A sugar tax on soft drinks was announced by the UK government last week, and will come into effect in two years’ time. But this might be extended to baked goods eventually, industry experts have warned.
While the levy will apply only to sugar-sweetened beverages and not other food products, the FDF has said that all food manufacturers need to consider the implications.
Tim Rycroft, corporate affairs director for the FDF, said: “While soft drinks producers are feeling bruised this week, I think the whole industry needs to be thinking about what this means for the government’s attitude towards all food.

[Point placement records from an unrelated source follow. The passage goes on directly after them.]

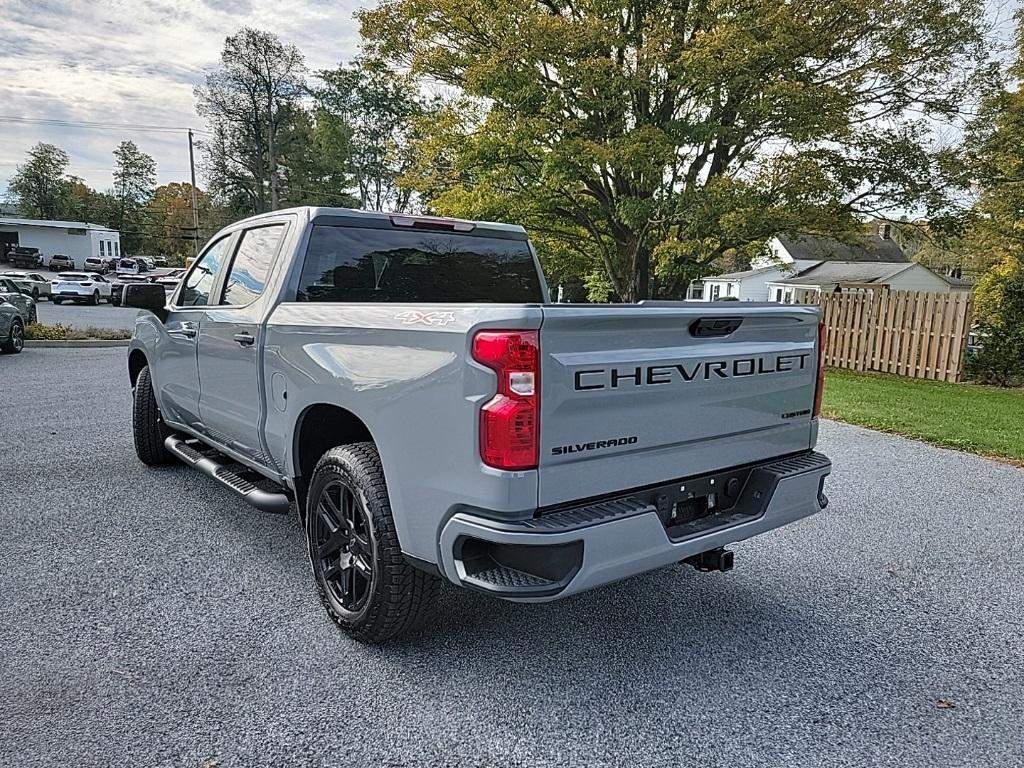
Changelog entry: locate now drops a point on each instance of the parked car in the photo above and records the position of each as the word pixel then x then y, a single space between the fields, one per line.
pixel 11 293
pixel 94 264
pixel 59 262
pixel 11 329
pixel 87 287
pixel 117 289
pixel 169 280
pixel 34 283
pixel 26 258
pixel 531 451
pixel 132 265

“The idea that our food and drink is so harmful that it should be subjected to fiscal measures is a big public policy step.”

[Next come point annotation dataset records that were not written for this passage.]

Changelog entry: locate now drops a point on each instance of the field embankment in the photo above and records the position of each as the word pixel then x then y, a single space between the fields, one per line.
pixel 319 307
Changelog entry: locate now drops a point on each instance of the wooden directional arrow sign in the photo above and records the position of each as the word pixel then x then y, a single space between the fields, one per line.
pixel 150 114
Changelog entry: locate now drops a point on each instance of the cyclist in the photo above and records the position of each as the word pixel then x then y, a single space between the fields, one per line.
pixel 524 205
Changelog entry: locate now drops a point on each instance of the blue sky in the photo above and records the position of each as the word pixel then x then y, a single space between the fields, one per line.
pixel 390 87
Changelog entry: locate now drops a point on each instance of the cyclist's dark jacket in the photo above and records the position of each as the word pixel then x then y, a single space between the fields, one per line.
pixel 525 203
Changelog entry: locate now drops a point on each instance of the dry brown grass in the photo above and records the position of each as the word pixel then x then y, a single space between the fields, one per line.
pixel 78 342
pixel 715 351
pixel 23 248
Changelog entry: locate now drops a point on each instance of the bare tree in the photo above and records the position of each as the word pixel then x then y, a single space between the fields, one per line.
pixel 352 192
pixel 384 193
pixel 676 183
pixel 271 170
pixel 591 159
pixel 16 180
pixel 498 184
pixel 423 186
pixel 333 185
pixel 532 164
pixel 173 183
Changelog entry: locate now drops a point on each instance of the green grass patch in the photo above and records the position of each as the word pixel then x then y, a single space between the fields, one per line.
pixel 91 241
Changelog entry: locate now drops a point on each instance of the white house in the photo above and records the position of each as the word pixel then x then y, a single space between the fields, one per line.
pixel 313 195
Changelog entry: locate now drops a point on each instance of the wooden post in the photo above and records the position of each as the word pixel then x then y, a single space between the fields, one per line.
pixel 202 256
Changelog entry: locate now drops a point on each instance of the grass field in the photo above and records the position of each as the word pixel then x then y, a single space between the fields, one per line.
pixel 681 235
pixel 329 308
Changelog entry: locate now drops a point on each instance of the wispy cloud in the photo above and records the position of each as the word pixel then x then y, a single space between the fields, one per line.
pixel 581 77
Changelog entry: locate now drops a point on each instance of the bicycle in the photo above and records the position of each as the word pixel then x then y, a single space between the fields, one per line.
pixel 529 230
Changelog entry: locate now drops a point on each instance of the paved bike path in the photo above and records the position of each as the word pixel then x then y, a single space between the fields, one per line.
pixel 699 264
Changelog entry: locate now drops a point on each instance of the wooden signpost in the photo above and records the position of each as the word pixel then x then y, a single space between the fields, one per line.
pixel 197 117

He added: “While we will do everything we can to ameliorate the impact, I think all of us who follow public policy know that once a principle like this is established, there is always a temptation to expand it.”
The Institute of Economic Affairs, (IEA), a free-market think tank, has similar concerns.
"thin end of the wedge"
Stephanie Lis, communications director for IEA, said: “This is a slippery slope to a much wider tax on sugar in general.”

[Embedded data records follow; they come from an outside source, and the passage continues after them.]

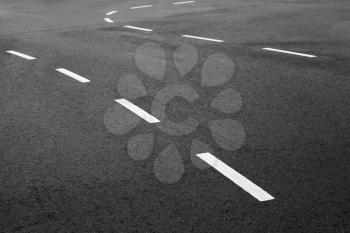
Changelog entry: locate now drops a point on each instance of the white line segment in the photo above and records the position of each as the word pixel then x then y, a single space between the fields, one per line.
pixel 179 3
pixel 202 38
pixel 138 7
pixel 289 52
pixel 138 111
pixel 108 20
pixel 111 12
pixel 22 55
pixel 235 177
pixel 73 75
pixel 138 28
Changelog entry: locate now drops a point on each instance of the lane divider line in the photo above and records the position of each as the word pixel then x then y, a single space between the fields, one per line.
pixel 235 177
pixel 138 28
pixel 22 55
pixel 179 3
pixel 73 75
pixel 138 111
pixel 289 52
pixel 108 20
pixel 202 38
pixel 139 7
pixel 111 13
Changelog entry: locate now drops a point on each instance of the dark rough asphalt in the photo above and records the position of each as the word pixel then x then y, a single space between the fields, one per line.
pixel 61 170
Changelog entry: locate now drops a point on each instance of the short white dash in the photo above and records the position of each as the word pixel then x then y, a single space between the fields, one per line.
pixel 138 7
pixel 138 28
pixel 73 75
pixel 202 38
pixel 138 111
pixel 179 3
pixel 235 177
pixel 22 55
pixel 108 20
pixel 111 12
pixel 289 52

She added: “Many will now worry that this is just the thin end of the wedge, and could lead to more government interference in the food industry whether through taxation or regulation.”
Jennifer Rosborough, a nutritionist and the Action On Sugar group’s campaign manager, would be keen to see a baked goods levy: “We would welcome discussion around including a levy on bakery products that are high in free sugars, but offer little nutritional value.”